Metadata | |
---|---|
cEP | 22 |
Version | 1.0 |
Title | Quickstart Green Mode |
Authors | Ishan Srivastava mailto:ishan.srt@gmail.com |
Status | Implementation Due |
Type | Feature |
This document describes what is the Green Mode for coala-quickstart
and
how will this be implemented.
This cEP describes new type of config files which will be generated by
coala-quickstart
, how will they be different from the ones currently being
created, how is this helpful and the action-plan for adding this feature.
- Currently
coala-quickstart
generates config files which point out too many errors in the code-base of the project. - It asks too many questions in the "interactive mode" while generating the config file.
- The config files generated in "non-interactive mode" are not that specific to the project i.e. many optional bear settings are skipped and even many bears are skipped due to non-availability of "guessing" features.
- The errors pointed out by coala using generated config files are generally undesirable for the project owners due to many organizations following their own custom code styles rather than following pre-defined standards implemented by most linters and bears.
- Preparing "green" configuration files which agree to the project's code style and adapt to their standards, with least user interaction, producing absolutely zero errors in the code base.

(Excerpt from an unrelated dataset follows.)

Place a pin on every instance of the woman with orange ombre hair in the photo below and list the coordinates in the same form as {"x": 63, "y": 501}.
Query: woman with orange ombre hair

- The configuration file should be as specific as possible i.e. can point out maximum errors with least amount of manual edits in the future, for future inconsistencies in commits.

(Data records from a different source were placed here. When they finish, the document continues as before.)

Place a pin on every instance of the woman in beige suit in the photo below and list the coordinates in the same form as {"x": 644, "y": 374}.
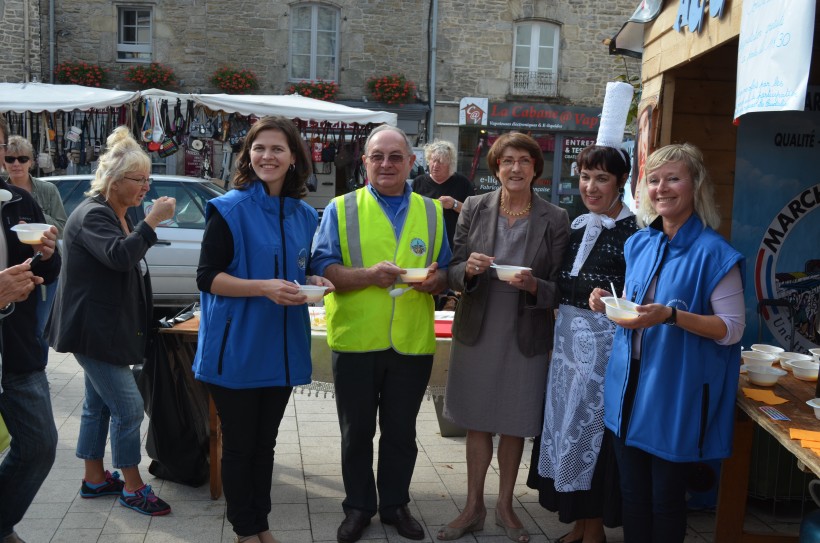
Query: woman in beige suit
{"x": 502, "y": 332}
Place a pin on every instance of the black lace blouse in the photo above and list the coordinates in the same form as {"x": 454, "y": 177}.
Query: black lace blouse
{"x": 605, "y": 263}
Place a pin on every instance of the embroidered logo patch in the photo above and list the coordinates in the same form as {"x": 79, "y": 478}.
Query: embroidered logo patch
{"x": 418, "y": 246}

- Storing metadata in the new types of files and classes proposed to enhance the config file produced for future runs.
- Maintaining a GitHub repo for storing metadata of combinations of bear setting values already in use by existing organisations and using them as initial checks before resorting to Brute Force.
- Automating the task of Adding
.coafile
and CI to enforce it (example) to the level of generating config files so it is easier for newcomers to get involved to create easily mergeable Pull Request in other communities, which leads to easier adoption of coala.

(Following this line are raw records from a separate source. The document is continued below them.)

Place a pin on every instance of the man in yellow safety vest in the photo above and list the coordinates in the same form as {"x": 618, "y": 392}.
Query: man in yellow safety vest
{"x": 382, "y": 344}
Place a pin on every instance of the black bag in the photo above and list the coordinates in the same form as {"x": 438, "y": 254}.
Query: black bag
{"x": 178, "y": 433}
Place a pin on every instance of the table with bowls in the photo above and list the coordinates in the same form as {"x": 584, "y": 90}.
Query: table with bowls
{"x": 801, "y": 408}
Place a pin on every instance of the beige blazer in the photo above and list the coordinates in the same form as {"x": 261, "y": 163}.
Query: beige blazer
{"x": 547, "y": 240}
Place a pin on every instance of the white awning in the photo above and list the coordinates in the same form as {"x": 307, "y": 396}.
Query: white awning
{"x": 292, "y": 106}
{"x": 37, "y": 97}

This project will be implemented in five phases:
- Classification of settings and Metadata Generation
- The General Operations
- Acting upon the newly available metadata
- The Brute Force way and further optimization on the Brute Force
- Learning from Real World Projects
We categorize the settings into 4 different types:
- The ones that attain a bool value.(From here onwards referred to as Type 1 or Type bool settings)
- The ones that can possibly attain an infinite number of values.(From here onwards referred to as Type 2 or Type infinite settings)
- The ones that can attain some fixed discrete set of values.(From here onwards referred to as Type 3 or Type discrete settings)
- The settings which require an additional config file to be parsed
by
coala-quickstart
.(From here onwards referred to as Type 4 or Type config settings)
Since these settings can obtain a bool value, either True or False, the Brute Force or the lite-mode will run coala over and over again until it is able to find a "green" setting.
- In case of inability to find a "green" value for a setting the
.quickfile
will store the setting along with a weight in section[severe]
. The weight will determine how many inconsistencies were found in the project on assuming that particular value of the setting. - On successfully finding a combination of setting values as "green", a
QUICKINFO.yaml
file will be generated storing the combination of setting values along with the project Github links.
SpaceConsistencyBear
:
@deprecate_settings(indent_size='tab_width')
def run(self,
filename,
file,
use_spaces: bool,
allow_trailing_whitespace: bool = False,
indent_size: int = SpacingHelper.DEFAULT_TAB_WIDTH,
enforce_newline_at_EOF: bool = True,
):
Here use_spaces
, allow_trailing_whitespace
,
pydocstyle_add_ignore
and enforce_newline_at_EOF
are Type 1 settings.
Since these settings can obtain any integer or other such value types, these
settings will be
guessed with the help of the QuickstartBear
.
This proposed bear does not generate any patches for the file_dict
provided.
It parses the file_dict
and generates QUICKDATA.yaml
of each and every
particular value (except the ignored lines)
each setting attains on every line of the project. Statistical
data about the average, median and standard deviation of the values is also
calculated and stored in QUICKDATA.yaml
for further
analysis.
Most of these settings deal with the maximum limit of these values and a "green" value for the setting can be decided in an instant .
- Suspected errors and a more suitable value of the setting will be guessed
by analysing the probability distribution functions of the setting values
and stored in
.quickfile
under the section[amenable]
.
PEP8Bear
:
@deprecate_settings(indent_size='tab_width')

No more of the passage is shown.